Pero es más preocupante ver cómo la actitud de algunos medios le da, lamentablemente, mayores argumentos al candidato, frente a la ciudadanía, en detrimento de la libertad de expresión y las necesidades de los periodistas. Porque hoy, igual que el candidato, desde algunas redacciones se está haciendo campaña.

Los medios de comunicación y los periodistas tenemos un rol social clave que ejercer. Actuamos como intermediarios entre “los hechos” y los ciudadanos. Mediatizamos (y por eso somos medios) la información, para que la ciudadanía tenga mayores elementos para formarse un juicio sobre lo que sucede en el país y el resto del mundo. Ello requiere un método, que es simple, pero al que estamos obligados a atenernos bajo cualquier circunstancia.

En una democracia, sobre todo cuando ésta es frágil o “emergente”, los medios de comunicación juegan un papel clave para informar lo que las autoridades son incapaces, o no quieren, dar a conocer.

La causa de los buenos periodistas es siempre noble. Y por eso, sólo por eso, valen la pena los sacrificios que van de la mano con este oficio. En el fondo, los buenos periodistas siguen creyendo que se puede cambiar el mundo por algo mejor. Y asumen que sus peores enemigos son el engaño y la mentira, que a veces están en la propia casa.

En momentos en que los dos principales partidos políticos y el Gobierno comienzan a hacer campañas explotando los temores de la población, el periodismo está llamado a ejercer un trabajo honesto. Honesto. A develar lo que el poder no quiere que los ciudadanos vean. A servir de voz sensata cuando todos los demás están ansiosos. A exigir, con las armas del periodismo y no las del partidismo, explicaciones a aquellos que ofrecen gobernarnos.

Ningún periodista  puede ser acusado de trabajar en un medio que no le es ideológicamente afín, pero nadie, tampoco, le puede obligar a hacer cosas que van contra su conciencia, su ética o sus principios periodísticos. Un periodista no debe permitir estas cosas. Y no basta con no firmar una nota. Es necesario, como hizo aquella redacción de La Prensa Gráfica de 1998, plantarse enérgicamente, todos los días, y defender este hermoso oficio. Es necesario mantener la dignidad.

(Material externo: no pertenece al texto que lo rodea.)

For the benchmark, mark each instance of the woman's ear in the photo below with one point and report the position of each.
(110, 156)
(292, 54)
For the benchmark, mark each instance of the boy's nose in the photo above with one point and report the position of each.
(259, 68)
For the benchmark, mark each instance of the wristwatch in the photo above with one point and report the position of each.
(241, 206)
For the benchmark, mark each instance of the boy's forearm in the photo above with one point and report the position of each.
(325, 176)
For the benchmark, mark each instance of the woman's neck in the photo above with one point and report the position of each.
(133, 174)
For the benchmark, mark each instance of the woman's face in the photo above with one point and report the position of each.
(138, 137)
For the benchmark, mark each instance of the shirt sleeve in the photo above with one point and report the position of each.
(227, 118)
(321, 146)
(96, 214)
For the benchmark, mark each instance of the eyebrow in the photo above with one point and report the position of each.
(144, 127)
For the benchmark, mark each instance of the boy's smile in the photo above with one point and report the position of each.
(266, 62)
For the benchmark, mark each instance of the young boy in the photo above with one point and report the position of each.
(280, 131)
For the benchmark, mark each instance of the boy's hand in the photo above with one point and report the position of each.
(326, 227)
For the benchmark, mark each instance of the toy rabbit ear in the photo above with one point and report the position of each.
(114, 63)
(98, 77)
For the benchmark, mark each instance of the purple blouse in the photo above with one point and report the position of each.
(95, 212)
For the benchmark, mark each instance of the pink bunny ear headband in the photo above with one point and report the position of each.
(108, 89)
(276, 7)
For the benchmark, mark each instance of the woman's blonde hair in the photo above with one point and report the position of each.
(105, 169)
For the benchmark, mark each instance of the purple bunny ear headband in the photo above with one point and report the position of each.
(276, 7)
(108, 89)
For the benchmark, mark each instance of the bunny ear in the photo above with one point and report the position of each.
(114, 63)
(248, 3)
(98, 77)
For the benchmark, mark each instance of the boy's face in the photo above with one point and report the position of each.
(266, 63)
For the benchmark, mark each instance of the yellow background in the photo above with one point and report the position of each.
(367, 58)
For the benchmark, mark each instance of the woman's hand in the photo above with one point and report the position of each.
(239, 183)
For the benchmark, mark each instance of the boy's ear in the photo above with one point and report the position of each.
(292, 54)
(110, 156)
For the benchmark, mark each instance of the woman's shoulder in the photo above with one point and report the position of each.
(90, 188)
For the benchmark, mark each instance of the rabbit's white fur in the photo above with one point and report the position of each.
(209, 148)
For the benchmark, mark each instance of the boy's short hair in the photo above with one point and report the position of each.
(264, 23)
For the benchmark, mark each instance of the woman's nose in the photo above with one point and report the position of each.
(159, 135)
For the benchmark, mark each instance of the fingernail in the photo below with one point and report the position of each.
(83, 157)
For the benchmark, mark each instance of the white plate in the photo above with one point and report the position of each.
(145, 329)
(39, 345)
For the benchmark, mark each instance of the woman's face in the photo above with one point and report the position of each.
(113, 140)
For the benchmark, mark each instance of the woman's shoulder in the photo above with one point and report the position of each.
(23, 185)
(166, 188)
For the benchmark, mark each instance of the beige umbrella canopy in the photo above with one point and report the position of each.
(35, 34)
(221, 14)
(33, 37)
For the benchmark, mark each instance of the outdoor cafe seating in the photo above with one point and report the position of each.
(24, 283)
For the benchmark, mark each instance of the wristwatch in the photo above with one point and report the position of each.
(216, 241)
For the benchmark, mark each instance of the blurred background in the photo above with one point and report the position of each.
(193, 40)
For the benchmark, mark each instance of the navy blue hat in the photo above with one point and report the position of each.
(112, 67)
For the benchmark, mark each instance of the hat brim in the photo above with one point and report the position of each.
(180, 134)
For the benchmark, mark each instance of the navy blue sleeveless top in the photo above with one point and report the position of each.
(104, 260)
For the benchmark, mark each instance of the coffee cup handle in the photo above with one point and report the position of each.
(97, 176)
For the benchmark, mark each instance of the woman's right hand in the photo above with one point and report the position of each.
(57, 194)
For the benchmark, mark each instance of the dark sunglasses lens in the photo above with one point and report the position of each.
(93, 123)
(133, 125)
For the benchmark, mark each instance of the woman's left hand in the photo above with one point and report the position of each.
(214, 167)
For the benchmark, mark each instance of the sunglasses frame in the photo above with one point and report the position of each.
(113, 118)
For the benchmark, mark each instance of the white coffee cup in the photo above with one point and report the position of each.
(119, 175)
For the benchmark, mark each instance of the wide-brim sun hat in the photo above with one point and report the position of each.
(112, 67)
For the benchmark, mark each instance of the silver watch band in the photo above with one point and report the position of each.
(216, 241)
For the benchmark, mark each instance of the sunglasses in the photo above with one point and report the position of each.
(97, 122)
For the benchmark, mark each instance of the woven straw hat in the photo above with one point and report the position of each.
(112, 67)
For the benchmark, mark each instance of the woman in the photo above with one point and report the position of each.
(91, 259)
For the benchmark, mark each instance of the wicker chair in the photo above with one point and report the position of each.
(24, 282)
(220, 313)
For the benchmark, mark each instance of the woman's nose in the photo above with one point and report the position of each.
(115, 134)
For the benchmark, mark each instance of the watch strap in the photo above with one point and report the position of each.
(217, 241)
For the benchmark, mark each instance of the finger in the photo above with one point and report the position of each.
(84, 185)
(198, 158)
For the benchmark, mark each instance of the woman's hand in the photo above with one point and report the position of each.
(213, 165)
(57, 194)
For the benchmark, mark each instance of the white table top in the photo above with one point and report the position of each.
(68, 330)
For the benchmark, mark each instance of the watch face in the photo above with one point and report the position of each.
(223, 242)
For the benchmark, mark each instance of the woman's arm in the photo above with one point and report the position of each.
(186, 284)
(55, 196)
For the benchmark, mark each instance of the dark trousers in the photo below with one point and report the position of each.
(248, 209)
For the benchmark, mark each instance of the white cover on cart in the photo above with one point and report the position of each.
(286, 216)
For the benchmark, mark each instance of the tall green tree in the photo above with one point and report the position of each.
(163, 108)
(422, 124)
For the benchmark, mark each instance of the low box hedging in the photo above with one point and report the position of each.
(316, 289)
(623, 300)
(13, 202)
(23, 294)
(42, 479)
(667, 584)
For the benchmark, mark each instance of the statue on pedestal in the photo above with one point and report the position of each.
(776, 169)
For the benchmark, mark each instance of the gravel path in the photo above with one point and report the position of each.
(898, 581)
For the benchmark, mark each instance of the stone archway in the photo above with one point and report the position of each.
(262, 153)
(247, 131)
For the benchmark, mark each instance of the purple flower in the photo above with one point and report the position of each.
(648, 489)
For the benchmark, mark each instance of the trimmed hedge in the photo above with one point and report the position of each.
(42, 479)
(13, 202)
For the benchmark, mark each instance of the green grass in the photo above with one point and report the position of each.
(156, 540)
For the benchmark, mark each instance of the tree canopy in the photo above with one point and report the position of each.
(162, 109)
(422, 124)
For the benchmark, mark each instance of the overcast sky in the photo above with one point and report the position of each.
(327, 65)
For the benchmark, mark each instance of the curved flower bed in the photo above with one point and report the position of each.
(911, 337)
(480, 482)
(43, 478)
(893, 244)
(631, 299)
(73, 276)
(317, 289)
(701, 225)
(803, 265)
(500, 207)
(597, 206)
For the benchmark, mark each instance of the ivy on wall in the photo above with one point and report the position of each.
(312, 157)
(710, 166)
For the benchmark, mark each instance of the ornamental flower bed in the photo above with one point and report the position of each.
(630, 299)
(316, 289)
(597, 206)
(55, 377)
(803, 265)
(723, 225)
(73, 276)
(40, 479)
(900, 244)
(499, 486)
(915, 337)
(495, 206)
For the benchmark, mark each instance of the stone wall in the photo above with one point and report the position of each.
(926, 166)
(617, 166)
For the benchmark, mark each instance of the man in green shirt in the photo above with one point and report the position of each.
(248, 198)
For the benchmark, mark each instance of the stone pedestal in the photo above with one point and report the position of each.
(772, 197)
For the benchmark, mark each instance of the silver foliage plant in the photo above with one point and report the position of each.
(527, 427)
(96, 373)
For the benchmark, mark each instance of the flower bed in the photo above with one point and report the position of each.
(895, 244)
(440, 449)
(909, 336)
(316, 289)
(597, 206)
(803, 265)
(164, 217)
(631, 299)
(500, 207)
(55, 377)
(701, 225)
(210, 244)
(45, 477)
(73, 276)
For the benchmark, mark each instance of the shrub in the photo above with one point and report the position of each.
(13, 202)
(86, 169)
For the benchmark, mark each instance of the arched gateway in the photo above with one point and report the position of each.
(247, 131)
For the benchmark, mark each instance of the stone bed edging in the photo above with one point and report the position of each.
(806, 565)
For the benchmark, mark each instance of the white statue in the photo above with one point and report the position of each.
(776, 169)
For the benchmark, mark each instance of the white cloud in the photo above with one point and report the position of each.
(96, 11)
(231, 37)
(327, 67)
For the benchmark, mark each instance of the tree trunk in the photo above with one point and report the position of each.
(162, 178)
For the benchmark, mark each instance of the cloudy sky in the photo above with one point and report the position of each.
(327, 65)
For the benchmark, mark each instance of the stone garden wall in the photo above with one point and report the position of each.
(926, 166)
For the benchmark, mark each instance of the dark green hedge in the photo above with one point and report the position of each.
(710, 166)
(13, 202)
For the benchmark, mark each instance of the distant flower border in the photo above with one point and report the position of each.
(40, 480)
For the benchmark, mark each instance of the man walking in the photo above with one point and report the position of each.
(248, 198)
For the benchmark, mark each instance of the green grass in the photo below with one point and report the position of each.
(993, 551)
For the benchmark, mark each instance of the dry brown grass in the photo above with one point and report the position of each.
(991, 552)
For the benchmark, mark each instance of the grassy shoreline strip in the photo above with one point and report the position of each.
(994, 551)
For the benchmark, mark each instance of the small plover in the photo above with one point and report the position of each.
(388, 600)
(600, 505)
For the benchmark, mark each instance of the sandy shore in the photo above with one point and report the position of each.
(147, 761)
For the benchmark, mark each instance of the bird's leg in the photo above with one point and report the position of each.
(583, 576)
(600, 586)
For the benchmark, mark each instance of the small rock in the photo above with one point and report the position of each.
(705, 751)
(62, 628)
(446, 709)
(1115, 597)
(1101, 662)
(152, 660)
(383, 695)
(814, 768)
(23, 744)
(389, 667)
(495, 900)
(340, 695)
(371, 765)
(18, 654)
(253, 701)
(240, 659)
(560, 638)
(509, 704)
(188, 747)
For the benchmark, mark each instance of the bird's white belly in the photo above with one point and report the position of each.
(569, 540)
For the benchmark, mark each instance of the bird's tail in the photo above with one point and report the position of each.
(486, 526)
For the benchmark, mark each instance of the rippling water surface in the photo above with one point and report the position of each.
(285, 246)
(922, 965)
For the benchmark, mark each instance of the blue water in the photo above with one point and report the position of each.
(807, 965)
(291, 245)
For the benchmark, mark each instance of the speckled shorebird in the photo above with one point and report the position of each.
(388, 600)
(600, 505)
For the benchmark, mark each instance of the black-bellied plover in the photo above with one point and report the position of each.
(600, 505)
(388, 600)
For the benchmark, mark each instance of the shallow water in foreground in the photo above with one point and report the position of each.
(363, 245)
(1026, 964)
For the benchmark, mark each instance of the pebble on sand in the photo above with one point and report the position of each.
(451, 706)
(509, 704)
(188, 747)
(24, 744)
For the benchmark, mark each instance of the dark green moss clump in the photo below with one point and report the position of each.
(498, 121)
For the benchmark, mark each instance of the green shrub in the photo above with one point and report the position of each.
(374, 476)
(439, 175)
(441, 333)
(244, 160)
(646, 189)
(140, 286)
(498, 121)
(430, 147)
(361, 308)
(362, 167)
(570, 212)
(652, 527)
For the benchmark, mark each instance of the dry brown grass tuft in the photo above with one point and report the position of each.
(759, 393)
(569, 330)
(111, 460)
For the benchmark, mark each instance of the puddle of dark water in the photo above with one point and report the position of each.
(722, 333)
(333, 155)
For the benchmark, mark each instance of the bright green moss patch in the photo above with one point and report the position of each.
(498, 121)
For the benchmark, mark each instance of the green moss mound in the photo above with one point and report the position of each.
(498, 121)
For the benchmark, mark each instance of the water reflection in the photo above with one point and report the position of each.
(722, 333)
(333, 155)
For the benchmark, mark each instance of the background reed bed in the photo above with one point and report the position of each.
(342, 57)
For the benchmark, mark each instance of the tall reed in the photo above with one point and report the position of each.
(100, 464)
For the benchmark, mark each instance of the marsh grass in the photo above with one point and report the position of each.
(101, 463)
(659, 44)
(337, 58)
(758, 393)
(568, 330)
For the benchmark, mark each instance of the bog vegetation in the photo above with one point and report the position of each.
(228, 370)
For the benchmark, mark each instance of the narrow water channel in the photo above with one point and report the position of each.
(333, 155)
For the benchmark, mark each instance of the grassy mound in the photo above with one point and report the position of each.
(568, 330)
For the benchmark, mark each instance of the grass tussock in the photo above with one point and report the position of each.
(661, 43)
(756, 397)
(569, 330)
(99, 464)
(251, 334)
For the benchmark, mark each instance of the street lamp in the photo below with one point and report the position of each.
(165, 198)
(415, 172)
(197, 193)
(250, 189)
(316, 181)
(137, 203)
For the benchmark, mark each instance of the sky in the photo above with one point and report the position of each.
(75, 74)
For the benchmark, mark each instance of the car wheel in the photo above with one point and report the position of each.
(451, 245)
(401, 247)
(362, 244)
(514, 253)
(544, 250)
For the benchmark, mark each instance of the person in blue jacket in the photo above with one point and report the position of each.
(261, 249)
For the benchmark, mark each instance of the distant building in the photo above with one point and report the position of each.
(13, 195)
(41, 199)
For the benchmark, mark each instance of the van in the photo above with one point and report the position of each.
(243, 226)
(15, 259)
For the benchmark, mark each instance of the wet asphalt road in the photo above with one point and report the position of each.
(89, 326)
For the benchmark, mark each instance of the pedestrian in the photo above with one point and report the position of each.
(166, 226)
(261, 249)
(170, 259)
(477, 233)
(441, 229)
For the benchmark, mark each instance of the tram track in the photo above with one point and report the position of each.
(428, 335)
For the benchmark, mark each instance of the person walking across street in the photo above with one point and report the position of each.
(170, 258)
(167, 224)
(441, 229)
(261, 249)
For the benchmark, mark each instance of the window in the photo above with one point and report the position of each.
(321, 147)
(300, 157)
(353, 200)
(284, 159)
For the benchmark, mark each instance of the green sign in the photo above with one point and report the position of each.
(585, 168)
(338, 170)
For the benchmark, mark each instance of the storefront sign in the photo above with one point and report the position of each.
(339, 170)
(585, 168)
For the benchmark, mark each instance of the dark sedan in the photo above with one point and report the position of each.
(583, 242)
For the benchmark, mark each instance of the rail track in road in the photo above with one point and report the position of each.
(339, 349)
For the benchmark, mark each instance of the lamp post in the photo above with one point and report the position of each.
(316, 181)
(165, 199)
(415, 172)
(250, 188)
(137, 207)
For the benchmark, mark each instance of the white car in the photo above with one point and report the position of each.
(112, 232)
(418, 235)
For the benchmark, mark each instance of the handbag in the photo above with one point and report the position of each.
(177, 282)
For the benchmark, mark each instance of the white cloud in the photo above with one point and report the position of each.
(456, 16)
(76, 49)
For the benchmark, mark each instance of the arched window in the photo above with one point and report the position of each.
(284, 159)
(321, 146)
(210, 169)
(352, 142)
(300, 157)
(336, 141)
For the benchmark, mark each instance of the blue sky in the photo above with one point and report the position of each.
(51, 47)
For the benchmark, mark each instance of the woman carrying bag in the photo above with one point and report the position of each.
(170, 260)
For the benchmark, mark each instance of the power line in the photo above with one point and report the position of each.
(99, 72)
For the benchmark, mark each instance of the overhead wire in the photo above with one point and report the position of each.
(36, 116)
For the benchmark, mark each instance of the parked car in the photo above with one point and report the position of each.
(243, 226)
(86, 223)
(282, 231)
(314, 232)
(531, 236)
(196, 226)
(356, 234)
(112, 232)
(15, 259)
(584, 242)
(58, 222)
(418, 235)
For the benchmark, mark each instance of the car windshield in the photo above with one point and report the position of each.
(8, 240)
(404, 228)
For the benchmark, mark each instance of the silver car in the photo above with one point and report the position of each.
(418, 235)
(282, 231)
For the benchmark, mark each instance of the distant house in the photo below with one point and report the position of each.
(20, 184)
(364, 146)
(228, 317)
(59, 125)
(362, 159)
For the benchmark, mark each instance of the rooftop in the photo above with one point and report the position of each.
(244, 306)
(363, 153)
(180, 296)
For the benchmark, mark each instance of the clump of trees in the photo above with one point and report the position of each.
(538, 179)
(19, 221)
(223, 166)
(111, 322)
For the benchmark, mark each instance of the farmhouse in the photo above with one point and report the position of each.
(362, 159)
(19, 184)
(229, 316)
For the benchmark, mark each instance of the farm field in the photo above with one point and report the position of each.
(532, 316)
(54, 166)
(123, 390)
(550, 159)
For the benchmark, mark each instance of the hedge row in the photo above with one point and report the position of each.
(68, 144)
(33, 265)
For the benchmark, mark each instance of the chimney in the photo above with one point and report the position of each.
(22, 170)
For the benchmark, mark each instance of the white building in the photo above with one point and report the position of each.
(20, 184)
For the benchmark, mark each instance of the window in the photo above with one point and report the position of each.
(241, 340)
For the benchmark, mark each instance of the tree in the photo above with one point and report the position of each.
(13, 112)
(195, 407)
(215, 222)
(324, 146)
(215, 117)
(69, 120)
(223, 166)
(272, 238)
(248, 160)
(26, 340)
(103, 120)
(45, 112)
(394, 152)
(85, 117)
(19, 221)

Lamentablemente, en las condiciones actuales, los medios que opten por seguir haciendo campaña irán también erosionando la credibilidad, que es nuestra única fortaleza. Es esa credibilidad la que le da al periodismo la autoridad moral para exigirle a este y al próximo gobierno, gane quien gane, que rinda cuentas sobre sus actos. Cuando los medios se desnaturalizan y pierden credibilidad, en una democracia emergente, perdemos todos. Los periodistas y los ciudadanos.